Wage Growth and Incentives: A Design Question
Wage growth was front and center, especially when tied to economic development incentives. What struck me was not disagreement about the importance of higher wages, which was widely shared, but the real tension around how wage expectations interact with local labor markets and incentives.
A question I heard repeatedly, in different forms, was this: How do incentive structures balance wage goals with real-world conditions, especially in rural and mixed-economy regions?
Examples shared during the conference showed that wage growth is happening. Cities like South Bend and Kokomo were cited as among the strongest gainers, and Indiana is positioned to remain competitive in wage growth moving forward. At the same time, it was clear that labor availability, cost of living, and wage dynamics vary significantly by county. That variability matters, and it points to the need for flexible, data-informed approaches that support growth without unintentionally excluding communities.
Manufacturing Is Changing
Manufacturing remains central to Indiana’s identity, but the story is no longer about volume alone.
What I heard:
- A modest downturn in traditional goods production
- Increased investment in automation and AI
- Movement away from outdated facilities toward modern sites
This isn’t decline, it’s transition. Indiana manufacturing is moving toward higher-value, more technology-enabled production.
At the same time, several sectors were repeatedly identified as growth leaders:
- Life sciences
- Pharmaceutical and biotech manufacturing
- Defense and national security–related industries
All of these sectors are talent-intensive, reinforcing the need for education and workforce systems that can deliver higher skills at speed.
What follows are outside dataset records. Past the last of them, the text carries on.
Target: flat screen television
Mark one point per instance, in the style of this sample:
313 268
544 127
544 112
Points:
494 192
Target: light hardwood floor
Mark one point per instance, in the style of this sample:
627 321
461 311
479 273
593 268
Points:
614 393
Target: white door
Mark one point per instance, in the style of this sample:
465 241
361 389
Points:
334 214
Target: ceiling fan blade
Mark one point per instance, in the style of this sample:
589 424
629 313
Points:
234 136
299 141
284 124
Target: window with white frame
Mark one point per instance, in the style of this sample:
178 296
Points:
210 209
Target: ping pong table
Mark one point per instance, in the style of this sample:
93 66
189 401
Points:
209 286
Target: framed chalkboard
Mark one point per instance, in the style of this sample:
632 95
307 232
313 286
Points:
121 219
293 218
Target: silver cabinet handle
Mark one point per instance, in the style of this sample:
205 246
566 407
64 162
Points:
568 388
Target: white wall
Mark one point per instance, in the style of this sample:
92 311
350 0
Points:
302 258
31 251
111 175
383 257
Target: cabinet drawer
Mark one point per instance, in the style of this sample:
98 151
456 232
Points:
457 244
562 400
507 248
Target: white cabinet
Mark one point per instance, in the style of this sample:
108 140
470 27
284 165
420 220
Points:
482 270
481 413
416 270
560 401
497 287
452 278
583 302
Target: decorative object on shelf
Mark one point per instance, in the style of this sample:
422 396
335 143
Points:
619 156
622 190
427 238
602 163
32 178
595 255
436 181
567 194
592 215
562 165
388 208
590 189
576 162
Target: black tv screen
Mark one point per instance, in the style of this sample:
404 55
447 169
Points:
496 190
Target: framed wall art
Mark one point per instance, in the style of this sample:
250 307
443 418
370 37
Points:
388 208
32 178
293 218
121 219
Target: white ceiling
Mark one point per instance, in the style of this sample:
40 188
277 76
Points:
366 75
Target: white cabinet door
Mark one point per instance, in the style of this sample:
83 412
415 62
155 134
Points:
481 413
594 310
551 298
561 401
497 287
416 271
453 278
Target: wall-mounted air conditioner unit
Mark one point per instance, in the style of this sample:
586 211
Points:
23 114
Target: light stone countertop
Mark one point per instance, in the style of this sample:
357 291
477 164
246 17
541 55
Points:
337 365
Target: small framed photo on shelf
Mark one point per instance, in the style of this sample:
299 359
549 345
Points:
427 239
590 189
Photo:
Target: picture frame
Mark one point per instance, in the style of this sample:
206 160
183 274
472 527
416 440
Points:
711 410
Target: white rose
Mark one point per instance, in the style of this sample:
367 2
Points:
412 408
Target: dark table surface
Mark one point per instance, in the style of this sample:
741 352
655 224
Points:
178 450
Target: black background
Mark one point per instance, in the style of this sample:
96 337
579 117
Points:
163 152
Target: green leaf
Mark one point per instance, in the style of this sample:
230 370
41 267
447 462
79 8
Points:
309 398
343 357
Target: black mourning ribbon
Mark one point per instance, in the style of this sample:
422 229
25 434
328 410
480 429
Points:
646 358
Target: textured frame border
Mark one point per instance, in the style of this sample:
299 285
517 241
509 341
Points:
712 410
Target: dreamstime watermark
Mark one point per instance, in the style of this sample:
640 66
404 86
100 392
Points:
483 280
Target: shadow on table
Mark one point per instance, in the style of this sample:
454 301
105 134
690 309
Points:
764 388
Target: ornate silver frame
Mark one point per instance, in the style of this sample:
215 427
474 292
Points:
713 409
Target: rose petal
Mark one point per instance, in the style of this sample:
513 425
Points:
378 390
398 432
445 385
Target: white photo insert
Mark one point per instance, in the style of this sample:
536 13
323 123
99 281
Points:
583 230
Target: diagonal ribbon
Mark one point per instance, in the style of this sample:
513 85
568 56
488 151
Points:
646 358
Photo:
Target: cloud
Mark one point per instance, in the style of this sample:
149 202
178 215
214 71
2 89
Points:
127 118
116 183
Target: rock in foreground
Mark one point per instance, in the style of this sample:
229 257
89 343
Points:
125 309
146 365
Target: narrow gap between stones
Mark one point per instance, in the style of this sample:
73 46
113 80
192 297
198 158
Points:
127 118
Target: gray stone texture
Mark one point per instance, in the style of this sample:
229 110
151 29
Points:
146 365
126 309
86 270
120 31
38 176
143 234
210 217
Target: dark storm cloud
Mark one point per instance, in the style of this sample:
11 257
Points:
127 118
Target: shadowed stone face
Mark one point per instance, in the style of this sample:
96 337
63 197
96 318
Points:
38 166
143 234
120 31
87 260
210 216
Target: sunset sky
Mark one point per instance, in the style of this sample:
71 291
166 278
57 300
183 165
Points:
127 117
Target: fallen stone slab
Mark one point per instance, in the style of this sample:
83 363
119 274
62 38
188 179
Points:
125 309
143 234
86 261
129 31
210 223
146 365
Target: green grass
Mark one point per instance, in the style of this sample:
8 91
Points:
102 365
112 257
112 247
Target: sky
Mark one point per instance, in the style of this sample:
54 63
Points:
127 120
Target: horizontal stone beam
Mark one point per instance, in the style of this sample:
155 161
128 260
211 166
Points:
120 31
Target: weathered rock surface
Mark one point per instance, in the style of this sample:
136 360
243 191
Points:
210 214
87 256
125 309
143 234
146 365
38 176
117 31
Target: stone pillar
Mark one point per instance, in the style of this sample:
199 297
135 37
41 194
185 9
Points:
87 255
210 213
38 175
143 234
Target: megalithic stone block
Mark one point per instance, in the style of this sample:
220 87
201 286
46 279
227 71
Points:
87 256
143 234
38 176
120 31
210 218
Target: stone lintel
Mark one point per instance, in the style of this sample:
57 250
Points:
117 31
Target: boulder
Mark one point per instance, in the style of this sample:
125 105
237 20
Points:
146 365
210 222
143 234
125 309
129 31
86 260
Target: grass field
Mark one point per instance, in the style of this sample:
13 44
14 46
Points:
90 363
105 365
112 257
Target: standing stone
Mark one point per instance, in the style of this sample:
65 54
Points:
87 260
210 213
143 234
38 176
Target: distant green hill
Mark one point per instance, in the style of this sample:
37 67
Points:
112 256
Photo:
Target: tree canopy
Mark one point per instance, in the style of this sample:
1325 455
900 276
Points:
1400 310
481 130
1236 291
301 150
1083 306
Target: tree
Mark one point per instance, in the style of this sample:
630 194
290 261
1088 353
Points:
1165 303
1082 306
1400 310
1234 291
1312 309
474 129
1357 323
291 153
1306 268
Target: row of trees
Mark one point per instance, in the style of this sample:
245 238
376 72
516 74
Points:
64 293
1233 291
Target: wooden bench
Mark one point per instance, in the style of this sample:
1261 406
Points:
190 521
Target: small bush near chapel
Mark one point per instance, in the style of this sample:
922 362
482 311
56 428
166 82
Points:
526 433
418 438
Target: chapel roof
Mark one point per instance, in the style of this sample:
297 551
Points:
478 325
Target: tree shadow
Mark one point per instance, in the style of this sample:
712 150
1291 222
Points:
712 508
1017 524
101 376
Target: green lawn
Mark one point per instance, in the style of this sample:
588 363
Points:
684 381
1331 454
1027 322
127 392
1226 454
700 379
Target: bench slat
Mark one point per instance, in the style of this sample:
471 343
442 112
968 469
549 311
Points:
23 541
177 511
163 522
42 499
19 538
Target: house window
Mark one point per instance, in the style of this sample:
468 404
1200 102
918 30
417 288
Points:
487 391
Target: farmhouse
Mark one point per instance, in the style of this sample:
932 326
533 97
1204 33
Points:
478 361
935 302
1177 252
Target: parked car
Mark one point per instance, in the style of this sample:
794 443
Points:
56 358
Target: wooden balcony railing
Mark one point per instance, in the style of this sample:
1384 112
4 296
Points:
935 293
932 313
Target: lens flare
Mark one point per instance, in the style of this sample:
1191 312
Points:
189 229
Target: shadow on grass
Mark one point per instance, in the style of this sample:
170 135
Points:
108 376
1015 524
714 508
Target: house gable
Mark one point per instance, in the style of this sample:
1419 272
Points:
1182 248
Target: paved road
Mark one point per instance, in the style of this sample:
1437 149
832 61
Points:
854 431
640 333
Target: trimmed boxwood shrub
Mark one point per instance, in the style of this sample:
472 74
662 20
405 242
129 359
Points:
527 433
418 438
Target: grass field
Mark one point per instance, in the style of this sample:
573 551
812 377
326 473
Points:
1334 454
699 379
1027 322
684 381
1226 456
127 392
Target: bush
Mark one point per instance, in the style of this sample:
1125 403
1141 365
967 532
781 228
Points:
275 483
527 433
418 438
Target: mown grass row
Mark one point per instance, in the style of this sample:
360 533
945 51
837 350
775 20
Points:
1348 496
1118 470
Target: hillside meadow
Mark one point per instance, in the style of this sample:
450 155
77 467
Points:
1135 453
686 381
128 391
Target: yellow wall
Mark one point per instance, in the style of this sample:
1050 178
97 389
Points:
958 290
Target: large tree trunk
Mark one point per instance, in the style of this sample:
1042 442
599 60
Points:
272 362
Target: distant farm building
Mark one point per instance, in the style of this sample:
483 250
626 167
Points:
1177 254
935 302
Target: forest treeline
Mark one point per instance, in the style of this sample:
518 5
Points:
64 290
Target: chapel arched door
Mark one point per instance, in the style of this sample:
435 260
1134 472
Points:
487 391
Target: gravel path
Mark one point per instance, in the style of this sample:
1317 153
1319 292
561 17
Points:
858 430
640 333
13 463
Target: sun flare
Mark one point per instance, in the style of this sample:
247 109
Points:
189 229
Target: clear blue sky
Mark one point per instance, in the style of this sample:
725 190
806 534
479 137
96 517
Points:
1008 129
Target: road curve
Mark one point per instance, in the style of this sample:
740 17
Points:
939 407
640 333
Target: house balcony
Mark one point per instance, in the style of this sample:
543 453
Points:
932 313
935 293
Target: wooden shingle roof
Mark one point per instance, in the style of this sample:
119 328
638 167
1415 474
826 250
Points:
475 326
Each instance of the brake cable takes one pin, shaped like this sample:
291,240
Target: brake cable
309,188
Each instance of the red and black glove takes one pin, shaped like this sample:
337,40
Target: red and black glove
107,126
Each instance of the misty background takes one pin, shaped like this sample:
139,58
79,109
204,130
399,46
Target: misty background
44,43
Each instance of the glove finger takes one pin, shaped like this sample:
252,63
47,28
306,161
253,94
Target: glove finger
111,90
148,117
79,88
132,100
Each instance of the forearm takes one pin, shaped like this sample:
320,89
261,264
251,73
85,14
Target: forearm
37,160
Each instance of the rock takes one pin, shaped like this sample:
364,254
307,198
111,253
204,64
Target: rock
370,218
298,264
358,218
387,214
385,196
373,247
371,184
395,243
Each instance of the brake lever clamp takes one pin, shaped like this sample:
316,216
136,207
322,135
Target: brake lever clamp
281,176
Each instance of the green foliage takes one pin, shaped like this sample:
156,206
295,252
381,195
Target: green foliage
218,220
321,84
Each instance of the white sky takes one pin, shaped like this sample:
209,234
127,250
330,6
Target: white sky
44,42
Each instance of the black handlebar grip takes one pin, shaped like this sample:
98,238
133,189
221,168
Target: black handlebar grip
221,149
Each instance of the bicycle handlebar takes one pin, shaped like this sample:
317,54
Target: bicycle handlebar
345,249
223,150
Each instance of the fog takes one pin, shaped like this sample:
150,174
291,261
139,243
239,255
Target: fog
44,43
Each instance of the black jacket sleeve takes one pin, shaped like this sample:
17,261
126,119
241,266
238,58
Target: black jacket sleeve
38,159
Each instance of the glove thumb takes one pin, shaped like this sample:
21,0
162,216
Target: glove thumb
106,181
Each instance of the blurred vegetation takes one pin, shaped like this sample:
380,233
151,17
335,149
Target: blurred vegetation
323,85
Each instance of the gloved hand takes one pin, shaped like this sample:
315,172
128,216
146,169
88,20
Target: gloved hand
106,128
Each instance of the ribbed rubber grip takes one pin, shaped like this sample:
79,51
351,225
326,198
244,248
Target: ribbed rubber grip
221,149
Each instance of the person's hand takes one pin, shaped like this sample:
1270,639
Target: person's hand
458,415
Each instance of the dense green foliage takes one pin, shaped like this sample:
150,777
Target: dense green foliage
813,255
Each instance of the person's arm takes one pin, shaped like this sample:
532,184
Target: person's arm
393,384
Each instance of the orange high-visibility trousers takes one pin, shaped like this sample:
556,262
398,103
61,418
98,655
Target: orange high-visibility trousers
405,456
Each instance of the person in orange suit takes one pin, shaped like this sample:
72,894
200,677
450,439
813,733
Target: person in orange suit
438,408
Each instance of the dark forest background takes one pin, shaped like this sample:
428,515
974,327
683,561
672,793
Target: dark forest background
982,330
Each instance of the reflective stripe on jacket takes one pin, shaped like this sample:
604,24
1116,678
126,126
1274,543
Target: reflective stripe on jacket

Apprenticeship and Work-Based Learning as Signals
Apprenticeship and work-based learning models came up often, especially in conversations about competitiveness. What stood out to me was why these models matter. It’s not branding. Its structure:
- Employers co-develop talent
- Education pathways align directly to jobs
- Skills development is predictable and measurable
In a competitive site selection environment, regions that can demonstrate strong work-based learning systems send a clear message: we are ready to support your workforce needs.
Alignment in Practice — and the Role of Intermediaries
Several sessions highlighted regional models where education, workforce, and economic development are already working together more intentionally.
Common elements included:
- Sector-driven strategies based on employer demand
- Partnerships across K–12, postsecondary education, and industry
- Clear pathways from education to careers
Youth apprenticeships, career coaching, STEM initiatives, and regional convening organizations all pointed to the same lesson:
Alignment isn’t about creating more programs. It’s about coordinating the systems we already have around shared outcomes.
Why This Matters
What I took away from my first IEDA conference is this:
Indiana’s economic future is increasingly tied to how sound education, workforce, and economic development work together.
Progress is happening. Wage growth is real. New sectors are expanding. Regional models are showing what’s possible. The next phase will depend on:
- Incentive approaches that reflect regional realities
- Continued investment in education as the driver of the workforce, work-based learning, and apprenticeships
- Strong intermediaries that connect employers, educators, and communities
- Sustainable capacity to support long-term growth
Economic development is no longer just about attracting projects.
It’s about building systems that allow people, businesses, education, and regions to grow together.